There are reasons why the market like them, that you or I may not know about yet. But someone does. And that goes for anything in the market I guess.


----------



## sails (24 September 2008)

lular said:


> Just wondering if chart paterns should be given the same wheight, given the volatility of stocks at this time, or should they be viewed differently.
> 
> If so what criteria (if any) should be used to compensate.




I've often found charts a bit easier to read during high volatility - the only difference I've found is that chart patterns seem trace out much faster.  Eg what might have taken days/weeks in low volatility to trace out, may only take hours/days in a fast, highly volatile market to form a similar pattern or magnitude of move.


----------



## blubrick (24 September 2008)

I'd be more concerned not with the increased volatility, nor with the banning of shortselling, but with validity of TA (and FA, for that matter) in a manipulated market.  We have absolutely ZERO idea of the local effect of a sudden injection of an extra _trillion_ odd dollars to prop up the ailing US market.  
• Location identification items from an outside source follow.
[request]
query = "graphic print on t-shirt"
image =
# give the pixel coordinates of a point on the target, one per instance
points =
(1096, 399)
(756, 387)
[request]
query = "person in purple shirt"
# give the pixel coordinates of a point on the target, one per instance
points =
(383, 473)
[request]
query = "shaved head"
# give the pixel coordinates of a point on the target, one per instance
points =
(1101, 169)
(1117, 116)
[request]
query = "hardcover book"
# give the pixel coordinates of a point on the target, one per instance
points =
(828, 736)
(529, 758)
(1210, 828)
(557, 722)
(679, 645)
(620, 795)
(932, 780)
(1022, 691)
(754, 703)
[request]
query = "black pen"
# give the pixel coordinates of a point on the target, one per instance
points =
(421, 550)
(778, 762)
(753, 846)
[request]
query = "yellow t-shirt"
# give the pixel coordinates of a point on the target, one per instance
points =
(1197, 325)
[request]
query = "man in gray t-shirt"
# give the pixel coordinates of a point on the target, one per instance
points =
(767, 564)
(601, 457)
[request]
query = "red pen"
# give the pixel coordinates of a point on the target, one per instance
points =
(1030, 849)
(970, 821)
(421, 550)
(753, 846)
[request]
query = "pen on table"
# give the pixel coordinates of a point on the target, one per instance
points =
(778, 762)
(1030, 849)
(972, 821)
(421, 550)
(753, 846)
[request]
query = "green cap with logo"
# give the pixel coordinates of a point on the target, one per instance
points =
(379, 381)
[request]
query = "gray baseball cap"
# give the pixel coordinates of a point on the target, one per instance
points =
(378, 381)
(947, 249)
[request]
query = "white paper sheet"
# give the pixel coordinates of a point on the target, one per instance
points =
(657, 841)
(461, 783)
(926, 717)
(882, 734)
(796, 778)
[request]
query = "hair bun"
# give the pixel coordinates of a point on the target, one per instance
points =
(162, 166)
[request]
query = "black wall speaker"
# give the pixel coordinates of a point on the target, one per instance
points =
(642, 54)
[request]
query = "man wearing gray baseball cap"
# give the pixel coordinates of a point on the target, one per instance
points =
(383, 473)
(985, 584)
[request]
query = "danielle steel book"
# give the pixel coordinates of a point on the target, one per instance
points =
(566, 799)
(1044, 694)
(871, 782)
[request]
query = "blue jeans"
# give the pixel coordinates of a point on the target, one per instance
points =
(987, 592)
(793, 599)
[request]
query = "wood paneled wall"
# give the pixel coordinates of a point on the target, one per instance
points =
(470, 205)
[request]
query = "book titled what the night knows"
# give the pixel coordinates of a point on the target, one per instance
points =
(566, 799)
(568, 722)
The playing field has probably changed.  We just don't yet know how it has changed or for how long, if indeed it has.  I'm pretty happy to be sitting on the sidelines for this ****storm.


----------



## Paladin (24 September 2008)

blubrick said:


> I'd be more concerned not with the increased volatility, nor with the banning of shortselling, but with validity of TA (and FA, for that matter) in a manipulated market.  We have absolutely ZERO idea of the local effect of a sudden injection of an extra _trillion_ odd dollars to prop up the ailing US market.
> 
> The playing field has probably changed.  We just don't yet know how it has changed or for how long, if indeed it has.  I'm pretty happy to be sitting on the sidelines for this ****storm.




I'm mostly playing gold at the moment, and traditional TA is quite useful, but sentiment is eclipsing almost everything right now. So I'd have to say that both FA and TA are less than absolute predictors at the moment. Support and resistance levels, for example, are being moved through like they're tissue paper.


----------



## Trembling Hand (24 September 2008)

Paladin said:


> I'm mostly playing gold at the moment, and traditional TA is quite useful, but sentiment is eclipsing almost everything right now. So I'd have to say that both FA and TA are less than absolute *predictors* at the moment. Support and resistance levels, for example, are being moved through like they're tissue paper.





That is of course if TA was ever meant to be used as a Predictive tool. 

Hands up if ya reckon that is what TA is. I certainly don't.


----------



## Paladin (24 September 2008)

Trembling Hand said:


> That is of course if TA was ever meant to be used as a Predictive tool.
> 
> Hands up if ya reckon that is what TA is. I certainly don't.




Fair enough. 'Indicative' tool rest more comfortably with you??

It's an interesting point, though. If TA is purely about reading the past rather than establishing probabilities for future movements it's interesting how it might be used. What would be your definition of it's 'purpose' then, if such an answer can't be so broad as to be libelous?


----------



## Trembling Hand (24 September 2008)

Simply,

_A set of guidelines to find and ride a trend (whatever time frame) until it bends._​
I just don't think its main use is predictive. For example a stock bounces off an old trend line 3 times. But does that mean the next time it approaches that trend line you can give it anymore odds of bouncing again?? You can't.

BUT you can use that as a way to manage the trade to stay in while it is trending or get out if it breaks.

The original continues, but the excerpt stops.